Fashion parties work like this: You show up to the front, someone with an iPad checks your name off of a list and then you go inside. If you are famous, photographers will take pictures of you in front of a fake wall containing the logo of whatever brand happens to be ponying up the money for said fashion party. If you are not famous, you get to skip this step. After that, you enter the party proper, where a galaxy's worth of very well-dressed people are drinking and carousing and carrying on while a celebrity DJ anonymously spins inoffensive deep house. (The party I went to was sponsored by Dom Perignon, which meant that the bar only served Dom Perignon. This is objectively amazing.) You will look around and realize Carmelo Anthony is here, as well as a dude who played one of Eminem's friends not named Cheddar Bob in 8 Mile. The photogs will not be taking pictures of them, but they will be taking pictures of everyone else because everyone else is dressed like a character from Zoolander, but real. This is totally normal and you are the weird one for not being 100 percent on board with everyone else.

Is everyone caught up now? Okay. Good. Awesome. Let's proceed, marching bravely onwards and upwards to this piece's thrilling denouement.

It was around the time that I made eye contact with the dude from 8 Mile who wasn't Cheddar Bob that a very specific sinking feeling of insecurity and worthlessness washed over me: I was without a doubt the worst dressed guy at the party.
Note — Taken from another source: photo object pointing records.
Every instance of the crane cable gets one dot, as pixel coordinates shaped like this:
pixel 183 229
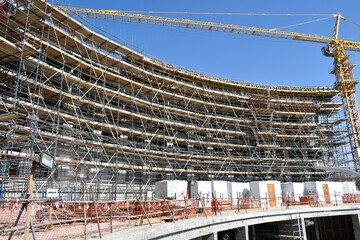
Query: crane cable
pixel 300 24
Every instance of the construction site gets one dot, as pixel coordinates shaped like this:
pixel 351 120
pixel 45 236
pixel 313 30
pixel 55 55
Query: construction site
pixel 115 122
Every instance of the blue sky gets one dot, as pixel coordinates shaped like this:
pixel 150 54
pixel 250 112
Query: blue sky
pixel 237 57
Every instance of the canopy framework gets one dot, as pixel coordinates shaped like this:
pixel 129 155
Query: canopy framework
pixel 113 118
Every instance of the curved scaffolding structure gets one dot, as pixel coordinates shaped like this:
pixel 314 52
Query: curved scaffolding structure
pixel 116 119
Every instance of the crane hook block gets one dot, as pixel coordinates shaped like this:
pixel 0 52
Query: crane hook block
pixel 327 51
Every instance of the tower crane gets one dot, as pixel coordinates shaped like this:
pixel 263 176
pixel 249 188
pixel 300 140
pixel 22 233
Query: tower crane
pixel 334 47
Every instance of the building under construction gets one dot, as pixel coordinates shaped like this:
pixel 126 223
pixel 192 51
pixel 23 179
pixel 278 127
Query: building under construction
pixel 115 119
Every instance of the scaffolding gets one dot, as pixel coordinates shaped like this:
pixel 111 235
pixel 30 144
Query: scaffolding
pixel 116 119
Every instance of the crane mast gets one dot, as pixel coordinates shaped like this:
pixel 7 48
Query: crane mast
pixel 345 82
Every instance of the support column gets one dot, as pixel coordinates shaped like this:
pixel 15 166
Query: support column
pixel 242 233
pixel 212 236
pixel 317 232
pixel 303 228
pixel 356 225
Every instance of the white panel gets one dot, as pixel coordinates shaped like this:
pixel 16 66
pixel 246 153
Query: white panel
pixel 220 189
pixel 175 189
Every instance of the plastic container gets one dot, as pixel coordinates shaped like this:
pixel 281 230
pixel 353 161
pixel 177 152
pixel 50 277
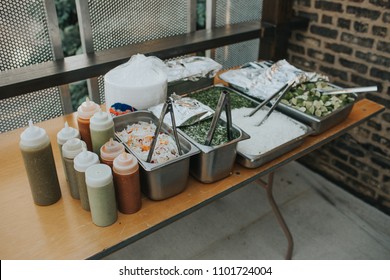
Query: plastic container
pixel 84 113
pixel 102 129
pixel 82 161
pixel 138 84
pixel 39 162
pixel 127 183
pixel 101 194
pixel 70 150
pixel 110 150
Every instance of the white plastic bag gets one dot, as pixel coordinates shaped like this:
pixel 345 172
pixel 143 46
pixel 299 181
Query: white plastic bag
pixel 137 84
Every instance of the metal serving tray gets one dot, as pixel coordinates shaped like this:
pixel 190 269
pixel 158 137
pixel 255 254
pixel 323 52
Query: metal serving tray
pixel 254 161
pixel 318 124
pixel 214 163
pixel 159 180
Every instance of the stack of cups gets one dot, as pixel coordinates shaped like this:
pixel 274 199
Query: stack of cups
pixel 82 161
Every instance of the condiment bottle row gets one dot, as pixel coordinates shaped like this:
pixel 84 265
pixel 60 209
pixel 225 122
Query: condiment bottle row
pixel 97 169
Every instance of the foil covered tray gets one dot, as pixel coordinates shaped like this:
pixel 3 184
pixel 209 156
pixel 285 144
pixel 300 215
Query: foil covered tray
pixel 259 80
pixel 252 160
pixel 159 180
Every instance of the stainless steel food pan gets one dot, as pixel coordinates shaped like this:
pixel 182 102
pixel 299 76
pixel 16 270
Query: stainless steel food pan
pixel 254 161
pixel 214 163
pixel 319 124
pixel 159 180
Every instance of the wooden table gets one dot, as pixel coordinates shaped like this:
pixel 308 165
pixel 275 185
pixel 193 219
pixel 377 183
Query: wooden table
pixel 65 231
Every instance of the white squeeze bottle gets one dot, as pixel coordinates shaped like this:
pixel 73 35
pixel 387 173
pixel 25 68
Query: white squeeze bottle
pixel 39 162
pixel 70 150
pixel 82 161
pixel 102 129
pixel 64 135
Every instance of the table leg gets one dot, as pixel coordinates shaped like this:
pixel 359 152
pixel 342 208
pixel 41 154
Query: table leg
pixel 268 187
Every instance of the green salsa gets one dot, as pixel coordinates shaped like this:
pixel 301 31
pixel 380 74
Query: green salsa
pixel 210 97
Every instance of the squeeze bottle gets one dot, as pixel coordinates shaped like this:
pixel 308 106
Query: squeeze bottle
pixel 84 113
pixel 127 183
pixel 102 129
pixel 64 135
pixel 110 150
pixel 101 194
pixel 82 161
pixel 39 162
pixel 70 150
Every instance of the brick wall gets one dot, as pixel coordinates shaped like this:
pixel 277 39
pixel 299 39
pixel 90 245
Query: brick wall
pixel 349 40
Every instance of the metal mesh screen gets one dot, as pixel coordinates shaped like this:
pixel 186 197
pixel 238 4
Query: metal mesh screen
pixel 24 40
pixel 117 23
pixel 40 105
pixel 24 37
pixel 238 11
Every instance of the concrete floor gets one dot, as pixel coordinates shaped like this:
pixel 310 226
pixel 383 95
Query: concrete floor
pixel 326 222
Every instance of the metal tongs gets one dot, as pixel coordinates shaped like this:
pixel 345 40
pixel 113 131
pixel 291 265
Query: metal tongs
pixel 282 91
pixel 223 102
pixel 167 107
pixel 348 90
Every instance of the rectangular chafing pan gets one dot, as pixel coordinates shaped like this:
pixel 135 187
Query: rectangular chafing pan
pixel 254 161
pixel 159 180
pixel 214 163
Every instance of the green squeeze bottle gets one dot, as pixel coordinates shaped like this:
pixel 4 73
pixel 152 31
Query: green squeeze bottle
pixel 39 163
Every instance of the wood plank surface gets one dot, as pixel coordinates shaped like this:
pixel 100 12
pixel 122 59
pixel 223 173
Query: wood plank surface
pixel 65 231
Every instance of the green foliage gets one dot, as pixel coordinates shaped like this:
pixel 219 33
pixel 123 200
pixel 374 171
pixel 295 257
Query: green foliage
pixel 201 14
pixel 71 44
pixel 68 23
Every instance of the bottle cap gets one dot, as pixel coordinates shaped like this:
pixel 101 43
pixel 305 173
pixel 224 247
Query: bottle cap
pixel 125 164
pixel 72 148
pixel 87 109
pixel 33 136
pixel 84 160
pixel 101 121
pixel 98 175
pixel 111 150
pixel 67 133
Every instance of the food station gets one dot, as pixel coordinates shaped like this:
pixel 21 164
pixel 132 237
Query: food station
pixel 193 146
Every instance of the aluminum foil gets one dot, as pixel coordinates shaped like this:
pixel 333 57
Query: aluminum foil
pixel 262 82
pixel 187 111
pixel 192 68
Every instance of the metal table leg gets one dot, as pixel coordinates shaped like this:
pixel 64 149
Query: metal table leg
pixel 268 187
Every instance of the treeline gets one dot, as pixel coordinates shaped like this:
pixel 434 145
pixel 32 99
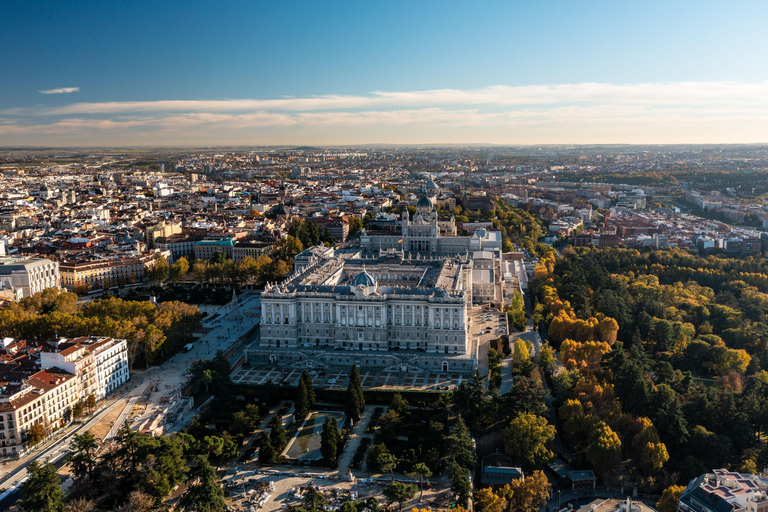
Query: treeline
pixel 151 331
pixel 628 391
pixel 131 474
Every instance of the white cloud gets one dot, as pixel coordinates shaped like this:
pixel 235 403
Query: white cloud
pixel 675 93
pixel 703 112
pixel 61 90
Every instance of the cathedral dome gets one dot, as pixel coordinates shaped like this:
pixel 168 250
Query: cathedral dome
pixel 364 279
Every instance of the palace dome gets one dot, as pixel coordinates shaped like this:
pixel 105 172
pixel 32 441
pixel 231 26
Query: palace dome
pixel 364 279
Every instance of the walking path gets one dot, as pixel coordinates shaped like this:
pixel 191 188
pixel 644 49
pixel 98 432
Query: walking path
pixel 355 438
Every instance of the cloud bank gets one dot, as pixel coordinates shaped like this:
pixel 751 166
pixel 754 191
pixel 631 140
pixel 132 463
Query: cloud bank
pixel 60 90
pixel 674 112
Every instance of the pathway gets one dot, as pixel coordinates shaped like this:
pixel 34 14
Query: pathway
pixel 355 438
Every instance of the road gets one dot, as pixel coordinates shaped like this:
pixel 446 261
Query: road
pixel 168 380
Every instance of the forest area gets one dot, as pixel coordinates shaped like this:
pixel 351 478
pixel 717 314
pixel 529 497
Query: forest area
pixel 664 358
pixel 153 332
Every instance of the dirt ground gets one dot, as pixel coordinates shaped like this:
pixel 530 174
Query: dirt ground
pixel 282 493
pixel 101 429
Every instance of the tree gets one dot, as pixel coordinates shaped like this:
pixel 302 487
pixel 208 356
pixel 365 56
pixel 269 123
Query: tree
pixel 242 424
pixel 330 441
pixel 387 462
pixel 462 446
pixel 604 451
pixel 487 501
pixel 546 359
pixel 277 434
pixel 653 457
pixel 527 495
pixel 398 492
pixel 42 492
pixel 138 501
pixel 461 485
pixel 529 437
pixel 207 495
pixel 84 461
pixel 521 357
pixel 355 401
pixel 516 311
pixel 301 404
pixel 35 434
pixel 158 270
pixel 266 450
pixel 314 500
pixel 80 504
pixel 90 402
pixel 670 499
pixel 421 471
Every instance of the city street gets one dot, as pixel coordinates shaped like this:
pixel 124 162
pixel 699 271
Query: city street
pixel 164 382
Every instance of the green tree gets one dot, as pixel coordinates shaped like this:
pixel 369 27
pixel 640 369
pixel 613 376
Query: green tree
pixel 516 311
pixel 314 501
pixel 330 441
pixel 158 270
pixel 242 424
pixel 90 402
pixel 387 462
pixel 521 358
pixel 604 451
pixel 461 485
pixel 462 446
pixel 528 495
pixel 207 495
pixel 422 472
pixel 529 438
pixel 35 434
pixel 546 359
pixel 670 499
pixel 267 453
pixel 77 410
pixel 84 460
pixel 301 404
pixel 42 492
pixel 398 492
pixel 355 401
pixel 277 434
pixel 311 398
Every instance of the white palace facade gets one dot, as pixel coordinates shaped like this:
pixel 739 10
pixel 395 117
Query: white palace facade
pixel 389 305
pixel 388 312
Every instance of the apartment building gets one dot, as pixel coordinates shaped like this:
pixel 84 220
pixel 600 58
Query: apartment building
pixel 100 364
pixel 97 273
pixel 47 398
pixel 23 276
pixel 163 229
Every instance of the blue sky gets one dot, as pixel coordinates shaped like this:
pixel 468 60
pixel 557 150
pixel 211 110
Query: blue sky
pixel 105 73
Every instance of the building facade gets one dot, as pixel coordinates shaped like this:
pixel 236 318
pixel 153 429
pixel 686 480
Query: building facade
pixel 426 234
pixel 387 312
pixel 24 276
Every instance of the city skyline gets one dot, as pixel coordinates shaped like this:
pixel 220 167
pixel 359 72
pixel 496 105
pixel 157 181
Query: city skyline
pixel 495 72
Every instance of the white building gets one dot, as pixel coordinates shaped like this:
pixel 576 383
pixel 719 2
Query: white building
pixel 24 276
pixel 100 364
pixel 425 234
pixel 388 312
pixel 46 397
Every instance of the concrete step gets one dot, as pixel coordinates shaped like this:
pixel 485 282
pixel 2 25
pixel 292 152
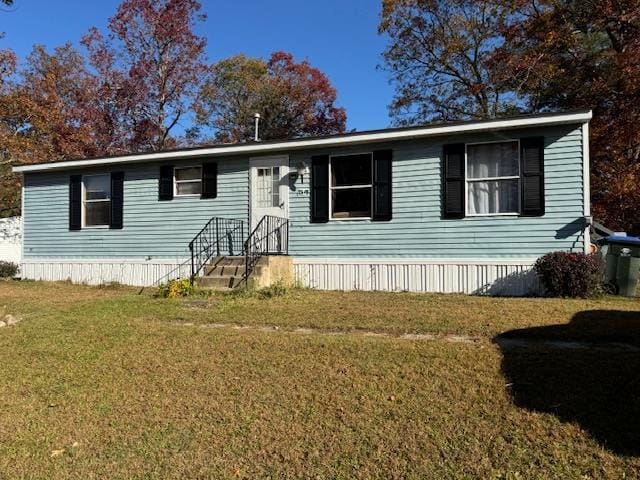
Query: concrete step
pixel 219 282
pixel 224 270
pixel 227 261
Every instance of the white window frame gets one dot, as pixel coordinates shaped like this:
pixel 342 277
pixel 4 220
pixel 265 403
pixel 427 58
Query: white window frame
pixel 349 187
pixel 467 180
pixel 176 182
pixel 85 201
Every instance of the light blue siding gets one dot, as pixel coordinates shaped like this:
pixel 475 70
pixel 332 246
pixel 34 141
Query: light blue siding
pixel 151 228
pixel 417 229
pixel 163 229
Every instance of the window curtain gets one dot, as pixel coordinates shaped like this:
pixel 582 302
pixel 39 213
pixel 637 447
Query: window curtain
pixel 488 161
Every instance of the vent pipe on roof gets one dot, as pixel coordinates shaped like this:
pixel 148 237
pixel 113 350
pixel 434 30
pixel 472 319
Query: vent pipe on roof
pixel 256 117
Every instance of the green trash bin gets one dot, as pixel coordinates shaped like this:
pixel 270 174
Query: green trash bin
pixel 622 263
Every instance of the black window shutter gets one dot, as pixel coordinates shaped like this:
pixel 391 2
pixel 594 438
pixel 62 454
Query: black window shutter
pixel 165 187
pixel 382 200
pixel 117 199
pixel 453 201
pixel 532 173
pixel 320 189
pixel 209 180
pixel 75 202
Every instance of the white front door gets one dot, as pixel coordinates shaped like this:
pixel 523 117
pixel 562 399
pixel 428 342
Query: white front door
pixel 269 187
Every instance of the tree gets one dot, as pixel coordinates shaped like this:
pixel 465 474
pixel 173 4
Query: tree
pixel 569 54
pixel 438 57
pixel 294 99
pixel 42 116
pixel 149 68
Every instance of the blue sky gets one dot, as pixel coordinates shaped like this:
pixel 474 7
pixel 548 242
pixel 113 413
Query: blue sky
pixel 338 36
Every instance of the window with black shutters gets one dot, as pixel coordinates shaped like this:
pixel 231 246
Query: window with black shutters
pixel 351 186
pixel 493 178
pixel 187 181
pixel 96 200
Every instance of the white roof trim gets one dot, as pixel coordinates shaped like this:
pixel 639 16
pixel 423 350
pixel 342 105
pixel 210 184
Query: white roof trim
pixel 381 136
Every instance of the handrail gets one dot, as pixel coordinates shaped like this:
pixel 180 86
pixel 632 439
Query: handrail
pixel 219 236
pixel 269 237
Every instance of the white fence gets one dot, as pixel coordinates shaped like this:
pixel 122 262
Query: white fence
pixel 11 239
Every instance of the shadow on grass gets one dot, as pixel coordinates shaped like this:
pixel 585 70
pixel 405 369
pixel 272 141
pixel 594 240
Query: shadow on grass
pixel 593 381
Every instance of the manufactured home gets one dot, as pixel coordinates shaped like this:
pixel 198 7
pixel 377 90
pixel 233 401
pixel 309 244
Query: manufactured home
pixel 454 207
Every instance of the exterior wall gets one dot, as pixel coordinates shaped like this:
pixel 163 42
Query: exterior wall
pixel 415 251
pixel 417 229
pixel 11 239
pixel 153 230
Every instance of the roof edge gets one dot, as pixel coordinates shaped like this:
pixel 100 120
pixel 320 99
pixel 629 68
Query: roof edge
pixel 546 119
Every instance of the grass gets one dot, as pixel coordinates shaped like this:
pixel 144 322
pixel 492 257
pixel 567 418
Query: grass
pixel 141 395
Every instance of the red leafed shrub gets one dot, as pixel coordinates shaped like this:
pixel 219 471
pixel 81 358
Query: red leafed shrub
pixel 565 274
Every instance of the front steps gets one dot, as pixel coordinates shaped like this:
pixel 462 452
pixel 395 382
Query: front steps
pixel 224 273
pixel 227 273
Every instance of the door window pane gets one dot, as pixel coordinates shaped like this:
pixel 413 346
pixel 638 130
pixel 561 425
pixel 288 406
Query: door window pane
pixel 275 190
pixel 268 187
pixel 497 196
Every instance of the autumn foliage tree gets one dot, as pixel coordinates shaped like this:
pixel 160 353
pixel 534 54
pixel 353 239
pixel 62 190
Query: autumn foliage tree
pixel 42 115
pixel 438 57
pixel 294 99
pixel 149 67
pixel 585 54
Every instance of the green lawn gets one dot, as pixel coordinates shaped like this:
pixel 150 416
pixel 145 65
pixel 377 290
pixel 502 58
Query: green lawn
pixel 106 383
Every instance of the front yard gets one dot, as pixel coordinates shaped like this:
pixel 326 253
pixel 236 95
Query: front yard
pixel 106 383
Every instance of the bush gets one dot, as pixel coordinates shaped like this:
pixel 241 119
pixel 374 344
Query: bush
pixel 565 274
pixel 177 288
pixel 8 269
Now, I would not consider myself a horrible dresser. I am exceptionally competent at putting clothes on myself. On some days, I am even almost good. But being the worst dressed person in a room is not about personal style. No, it's about the context that you have placed yourself in. Nobody would wear Brooks Brothers to the Gathering of the Juggalos and nobody is about to wear Hood by Air to a golf course. Yet, both Brooks Brothers and HBA are brands that cost lots of money and tend to, in the right circumstances, impress people. Being the worst dressed person in a room isn't always about actually being dressed poorly. It's more about sticking out like a sore thumb.

This party was full of people trying to stretch the convention of what clothing could be and I looked like an extra in a French Montana video.

Which is to say, at this party, well, it me. I rolled up to a realm in which anything was possible—where designer fabrics flowed, crotches were dropped and bespoke suits bespoken for—in a pair of Timberlands, black jeans and an ill-fitting denim button up that prominently features a garish bird of prey graphic on the back. This party was full of people trying to stretch the convention of what clothing could be and I looked like an extra in a French Montana video.

The thing about being the worst dressed person at a party is it's a state of mind. No one actually says anything to you or goes out of their way to remind you that you look like shit. In all likelihood, they're not even noticing you. But that doesn't matter because you are judging yourself.

At its core, fashion comes down to wearing what feels natural to you. When you throw on an outfit, you're making a statement about your preferences (Colors? Formal? Casual? Flashy? Conservative?), your socioeconomic circumstances (Can you afford things that are overtly nice?) and your priorities as a human being (Do you care about how you look? Do you care about people knowing whether or not you have enough money to buy a fancy jacket?). So, when you step in the room dressed as an extension of your personality and your clothes don't measure up, it's easy to feel incongruous, like you've self-selected as the outcast. And that feels like shit. The world is a cold, unloving place and having a visual representation of your alone-ness covering your body only serves as a reminder of that.

The worst (or, I suppose, best) thing about all of this is that no one actually cares if you're the worst dressed guy at the party. You simply continue on your path towards a free champagne drunk, free ogles at mildly famous people and free background DJ sets until the night is over. As people file out, you circle the bar, trying to squeeze an extra glass or two of champagne in like a vulture. Then, you leave, go home and understand that you are finally back on your home turf—back with people who love you, who you feel normal around. No one can judge you for looking swagless in the dark.